The latest measures also restrict high-tech exports to the Russian energy industry. So who, beyond Russia, will be most affected by these restrictions and possible retaliation?
The EU has “drastically more economic clout”, as Matthew Yglesias notes on Vox.com. It is a $17trn economy; Russia’s annual national income is $2trn. And Russia imports around $300bn of goods from Europe. The biggest European exporters to Russia are Austria, the Netherlands, Belgium and Germany.
But these sales are only worth between 1% and 1.2% of GDP. The European banking sector’s exposure to Russia doesn’t look too bad either. Austria’s is greatest, at 1.3% of total bank assets. Italy and France come next, at around 0.5%. Germany’s is 0.2%.
More serious would be an interruption of Russian gas supplies to Europe in retaliation for sanctions. The average EU state gets 24% of its gas from Russia, but this rises to 100% in some eastern Europe countries. Parts of Europe would be forced to revive old coal-fired power stations, which would take months.
But the numbers don’t tell the full story. “The macroeconomic impact will…exceed the notional sums by a wide margin,” says the FT’s Wolfgang Munchau, due to knock-on effects.
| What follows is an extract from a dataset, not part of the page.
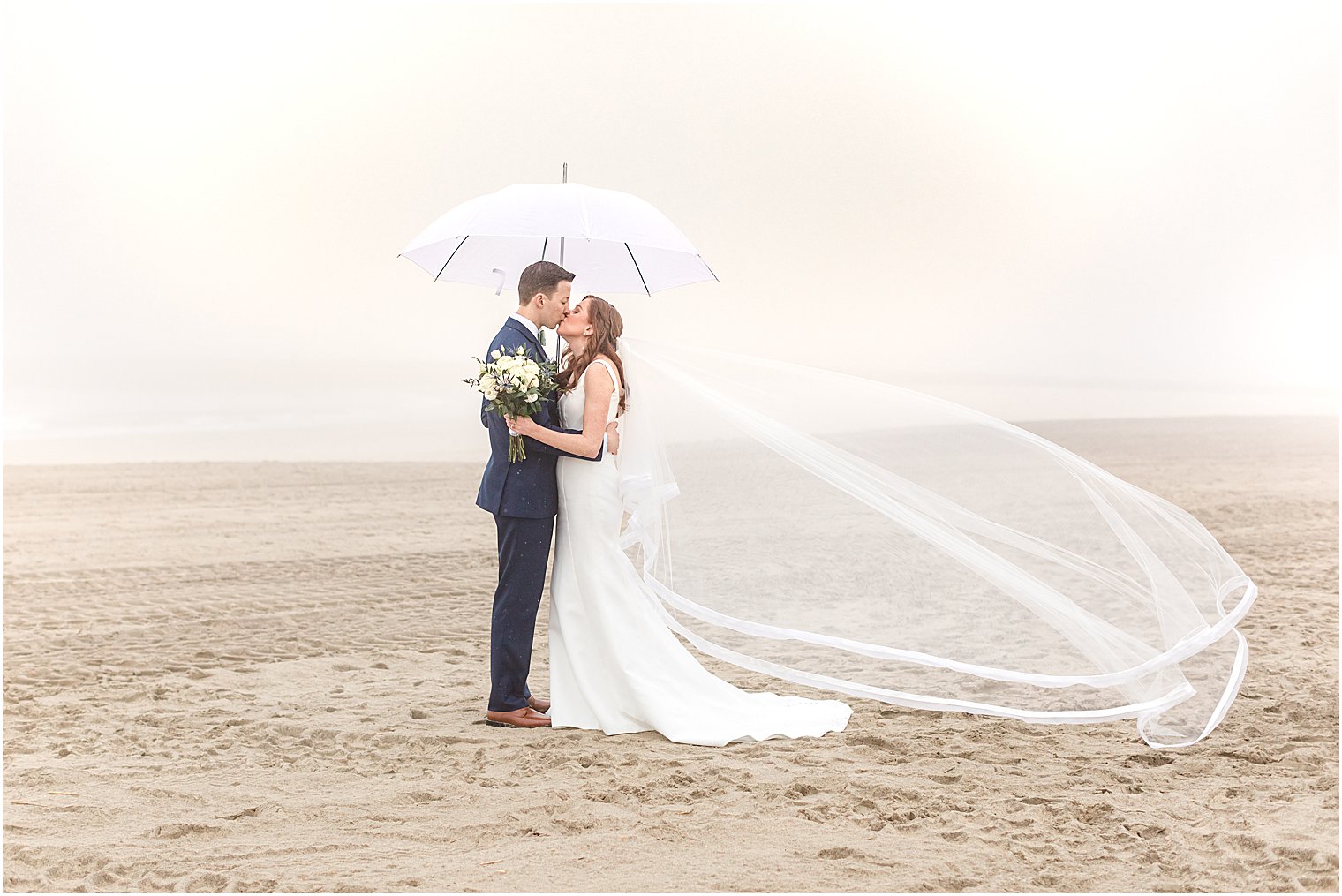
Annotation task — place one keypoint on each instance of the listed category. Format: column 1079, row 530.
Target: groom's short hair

For instance, a cut in Russian gas exports to Europe will crimp production here, in turn further hampering exports of goods to Russia.
Similarly, Wirtschaftswoche points out that German firms such as Volkswagen, Siemens and Adidas, which makes 7% of its sales in Russia, would be hit hard if the Russian market dried up. This could undermine their investments elsewhere as well as the consumption of their employees.
The crisis is already expected to cost German exporters 0.5% of the expected growth this year, and sanctions have barely started. German investor confidence, a leading economic indicator, has been sliding for several months. With Europe’s rebound already fragile, this latest crisis is the last thing it needs.